Listening to an audio drama is one thing, but attending the show as it is being recorded offers another kind of experience. Kidd said, for example, if a character in the story walks across a floor, the audience gets to see a sound effects person put his or her hands in a pair of shoes and mimic the sound of steps against a table.

“That, to me, is one of the neatest things that our audience can really participate in,” Kidd said. “Especially kids, but adults, too, really like to come up to the table and watch and then make those sounds themselves.”

Like many organizations these days, RTO has seen its activities and projects disrupted by the COVID-19 pandemic. Garlinghouse said they’ve developed a workaround and will broadcast the shows via video conferencing.

“I think that we will work at doing relatively regular performances again, but via Zoom or something like it,” Garlinghouse said.

RTO produces several genres of stories and is putting together shows about local history. One such project is an adaptation of author Ted Wheeler’s book Kings of Broken Things, a novel that depicts the Omaha race riot and lynching of Will Brown outside the Douglas County Courthouse in 1919.
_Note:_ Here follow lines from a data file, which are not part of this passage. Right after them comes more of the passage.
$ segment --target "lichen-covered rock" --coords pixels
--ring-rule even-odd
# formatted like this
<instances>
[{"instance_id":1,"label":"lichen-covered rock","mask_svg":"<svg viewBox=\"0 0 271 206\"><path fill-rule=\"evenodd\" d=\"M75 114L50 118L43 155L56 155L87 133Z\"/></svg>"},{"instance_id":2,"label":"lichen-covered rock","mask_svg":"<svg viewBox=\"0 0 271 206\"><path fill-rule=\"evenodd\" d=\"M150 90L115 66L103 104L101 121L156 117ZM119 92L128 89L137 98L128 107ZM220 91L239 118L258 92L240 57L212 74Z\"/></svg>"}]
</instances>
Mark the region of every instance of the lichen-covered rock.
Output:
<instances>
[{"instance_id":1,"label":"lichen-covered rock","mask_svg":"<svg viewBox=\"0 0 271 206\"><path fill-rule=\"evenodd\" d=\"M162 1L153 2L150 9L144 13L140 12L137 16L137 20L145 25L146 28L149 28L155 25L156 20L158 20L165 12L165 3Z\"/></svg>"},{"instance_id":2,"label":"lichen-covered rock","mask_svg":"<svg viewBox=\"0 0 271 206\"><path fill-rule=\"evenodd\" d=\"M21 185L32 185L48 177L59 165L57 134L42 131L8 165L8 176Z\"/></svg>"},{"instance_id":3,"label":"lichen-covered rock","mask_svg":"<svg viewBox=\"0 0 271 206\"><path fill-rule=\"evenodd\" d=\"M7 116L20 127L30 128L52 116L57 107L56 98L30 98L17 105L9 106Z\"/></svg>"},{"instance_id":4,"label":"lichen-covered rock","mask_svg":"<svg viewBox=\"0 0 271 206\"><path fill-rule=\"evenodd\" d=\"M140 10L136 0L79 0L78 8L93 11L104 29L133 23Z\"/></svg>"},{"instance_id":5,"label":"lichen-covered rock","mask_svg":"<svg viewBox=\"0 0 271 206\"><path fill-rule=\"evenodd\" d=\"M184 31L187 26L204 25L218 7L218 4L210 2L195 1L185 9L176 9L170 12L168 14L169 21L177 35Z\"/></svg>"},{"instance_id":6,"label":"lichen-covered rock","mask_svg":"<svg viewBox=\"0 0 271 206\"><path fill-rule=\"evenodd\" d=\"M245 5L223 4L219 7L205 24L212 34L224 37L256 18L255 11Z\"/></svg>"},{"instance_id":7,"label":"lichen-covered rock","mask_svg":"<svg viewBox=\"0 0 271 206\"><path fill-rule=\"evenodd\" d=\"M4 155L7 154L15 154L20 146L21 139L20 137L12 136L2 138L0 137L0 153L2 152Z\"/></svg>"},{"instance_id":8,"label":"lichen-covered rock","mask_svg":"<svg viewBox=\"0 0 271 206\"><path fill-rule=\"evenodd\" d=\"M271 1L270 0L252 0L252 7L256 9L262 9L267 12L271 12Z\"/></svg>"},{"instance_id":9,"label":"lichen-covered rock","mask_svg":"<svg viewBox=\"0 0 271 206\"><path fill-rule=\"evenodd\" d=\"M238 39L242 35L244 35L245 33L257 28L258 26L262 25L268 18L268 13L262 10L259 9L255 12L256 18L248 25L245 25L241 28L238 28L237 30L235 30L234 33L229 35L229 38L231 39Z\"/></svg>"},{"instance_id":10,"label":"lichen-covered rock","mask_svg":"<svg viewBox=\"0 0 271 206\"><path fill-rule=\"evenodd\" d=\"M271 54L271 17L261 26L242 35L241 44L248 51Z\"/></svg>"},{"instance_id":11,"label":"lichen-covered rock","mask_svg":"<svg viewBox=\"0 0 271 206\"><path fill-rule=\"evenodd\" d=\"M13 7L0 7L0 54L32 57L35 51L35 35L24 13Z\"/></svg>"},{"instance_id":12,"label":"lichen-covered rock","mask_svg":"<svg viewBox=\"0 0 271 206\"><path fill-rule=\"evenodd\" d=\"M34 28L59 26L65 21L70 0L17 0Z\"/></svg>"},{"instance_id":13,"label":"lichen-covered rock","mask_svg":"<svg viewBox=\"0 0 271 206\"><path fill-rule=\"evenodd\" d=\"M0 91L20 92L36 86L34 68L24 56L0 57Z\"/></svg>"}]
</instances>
“I spoke with Kent Garlinghouse after he read my novel and expressed some interest in adapting it to the radio play format, as he also is passionate about telling stories about Omaha,” Wheeler said. “I’m intrigued to see what RTO does with the historical material and expands the story. There are so many choices that are made while writing a novel, having a chance to hear a production with the same starting point is an exciting prospect.”

RTO is interested in finding more writers, but one need not have experience writing audio dramas in order to submit. 

“It’s my conviction that virtually anybody can write a successful audio drama,” Garlinghouse said. That includes beginning writers and people who have never put together a script, though experience helps. “It just is a matter of learning sort of the boundaries of what works,” Garlinghouse continued.

“We have the talent, right here,” Garlinghouse said. “We don’t have to apologize for being in Nebraska.”